Faced with a shortage of funds this year and unwilling to cut the bloated state budget, Kansas Governor Kathleen Sebelius is planning to welsh on the state's debt to taxpayers who overpaid in 2008 and to put a hold on paychecks owed to state employees until the Republican-controlled state legislature allows her to break state law by borrowing hundreds of millions of dollars from already bankrupt state funds.
Breaking Borrowing Law
The Kansas Finance Council, which is made up of Sebelius and six state GOP leaders, is refusing to approve the Democratic Governor's $225,000,000.00 borrowing plan because state law requires all such debts, called certificates of indebtedness, to be retired by the end of the fiscal year in which they were issued. Kansas' fiscal year ends June 30, and the state has already taken out $550,000,000.00 in certificates that it likely won't be able to repay. Approving the additional amount requested by Sebelius would push that debt total over three-quarters of a billion dollars with 4 1/2 months remaining to somehow find the money to pay it off within the timeframe required by law.
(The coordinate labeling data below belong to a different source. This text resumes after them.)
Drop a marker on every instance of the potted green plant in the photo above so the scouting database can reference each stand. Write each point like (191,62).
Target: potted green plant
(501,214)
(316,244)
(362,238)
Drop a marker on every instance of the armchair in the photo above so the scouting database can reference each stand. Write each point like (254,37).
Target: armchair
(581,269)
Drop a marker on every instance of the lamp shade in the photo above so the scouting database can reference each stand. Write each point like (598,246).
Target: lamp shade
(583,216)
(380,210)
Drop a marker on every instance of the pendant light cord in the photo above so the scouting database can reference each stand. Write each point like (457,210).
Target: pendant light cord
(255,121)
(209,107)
"We cannot issue more certificates if the funds will not materialize by the end of the year," said House Speaker Mike O’Neal (R) in a press release. “Without the revised 2009 budget bill, there is no way that we can legally issue a certificate knowing full well that the money will not be available to retire the debt."
Governor Turns Up Nose at Real Alternatives
Republicans in the legislature, who pressed Sebelius to trim the state budget in 2008 to avoid exactly this problem, proposed and passed $326,000,000.00 in cuts this month as an alternative to the Democratic Governor's effort to solve the state's debt problem by going deeper into debt.
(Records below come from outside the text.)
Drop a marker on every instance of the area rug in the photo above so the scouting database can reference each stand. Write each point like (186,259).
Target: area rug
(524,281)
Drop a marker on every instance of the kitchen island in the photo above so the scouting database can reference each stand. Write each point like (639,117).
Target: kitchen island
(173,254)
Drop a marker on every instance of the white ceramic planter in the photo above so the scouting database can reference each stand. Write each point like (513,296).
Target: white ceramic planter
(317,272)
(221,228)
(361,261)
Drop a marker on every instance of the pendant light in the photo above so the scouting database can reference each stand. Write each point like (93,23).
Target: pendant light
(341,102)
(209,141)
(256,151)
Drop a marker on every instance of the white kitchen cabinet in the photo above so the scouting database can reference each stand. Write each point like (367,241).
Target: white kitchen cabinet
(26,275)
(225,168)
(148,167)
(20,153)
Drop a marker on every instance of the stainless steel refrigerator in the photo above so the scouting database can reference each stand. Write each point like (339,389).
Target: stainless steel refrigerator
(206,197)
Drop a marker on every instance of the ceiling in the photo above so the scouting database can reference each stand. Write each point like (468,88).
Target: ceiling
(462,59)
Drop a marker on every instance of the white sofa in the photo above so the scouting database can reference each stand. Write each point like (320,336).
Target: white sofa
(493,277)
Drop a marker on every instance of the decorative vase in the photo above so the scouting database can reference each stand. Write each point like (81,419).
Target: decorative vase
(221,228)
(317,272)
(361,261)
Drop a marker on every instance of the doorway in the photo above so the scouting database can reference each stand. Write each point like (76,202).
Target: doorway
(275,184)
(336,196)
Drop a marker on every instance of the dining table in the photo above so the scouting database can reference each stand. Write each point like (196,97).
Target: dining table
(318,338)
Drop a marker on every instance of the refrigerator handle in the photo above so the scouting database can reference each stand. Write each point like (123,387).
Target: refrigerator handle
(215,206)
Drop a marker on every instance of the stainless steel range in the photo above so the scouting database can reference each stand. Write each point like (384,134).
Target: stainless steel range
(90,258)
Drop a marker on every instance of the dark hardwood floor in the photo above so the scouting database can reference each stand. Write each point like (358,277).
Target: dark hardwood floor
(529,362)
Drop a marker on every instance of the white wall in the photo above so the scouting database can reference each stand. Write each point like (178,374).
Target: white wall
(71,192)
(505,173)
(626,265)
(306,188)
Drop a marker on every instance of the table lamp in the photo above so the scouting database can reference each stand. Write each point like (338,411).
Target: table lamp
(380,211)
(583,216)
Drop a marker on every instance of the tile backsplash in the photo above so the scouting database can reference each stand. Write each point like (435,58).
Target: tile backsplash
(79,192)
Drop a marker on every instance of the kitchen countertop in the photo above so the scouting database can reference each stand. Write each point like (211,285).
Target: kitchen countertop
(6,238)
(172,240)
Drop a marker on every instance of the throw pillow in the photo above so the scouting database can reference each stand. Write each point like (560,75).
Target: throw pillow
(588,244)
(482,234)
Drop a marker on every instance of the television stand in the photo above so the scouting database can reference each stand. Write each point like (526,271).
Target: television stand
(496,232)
Naturally, Sebelius responded to the GOP's refusal to sign off on illegal borrowing, and its passage of a budget cut bill, by accusing Republicans of "play[ing] political games."
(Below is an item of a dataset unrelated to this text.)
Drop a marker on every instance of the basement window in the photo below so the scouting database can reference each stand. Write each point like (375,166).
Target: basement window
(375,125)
She hasn't yet said whether she will sign the budget cut bill, use her line-item veto power, or veto it outright.
Violating Contracts and Committing Theft
The fact that state employee contracts will be violated, and workers not paid in accordance with their legally binding agreements with their employer (the state), as a result of Sebelius's gross overspending speaks to how little regard she has for her legal commitments --not to mention how little she thinks of government employees who are, you know, counting on their employer to meet payroll in order to provide food, clothing, and shelter for themselves and their families.
Further, the decision to withhold income tax refunds, while reflective of Sebelius's welsher's attitude toward debt, shows a remarkable lack of regard for the intelligence of state taxpayers as a whole, which has been fostered by the income tax withholding system.
Because of income tax withholding, many taxpayers have long since begun looking at tax refunds as a "gift" from the state or federal government, which can't necessarily be counted on but which is a nice surprise when qualified for and received. Few taxpayers indeed recognize tax refunds for what they are: repayments of a debt incurred when the federal or state government took more money from a worker's paycheck than they were entitled to.
In the business world, that's called "stealing," "cheating," or "swindling," and the criminal nature of this practice is only somewhat mitigated by the fact that the amount by which taxpayers were overcharged is returned each spring in the form of a refund. Now, Kathleen Sebelius has decided that the money taken out of workers' wages above that to which the state was entitled will simply be kept, because it's an easier and less personally painful course of action than actually dealing with a bloated, unfunded budget by cutting from unnecessary programs.
This isn't even legalized theft; it's just plain theft.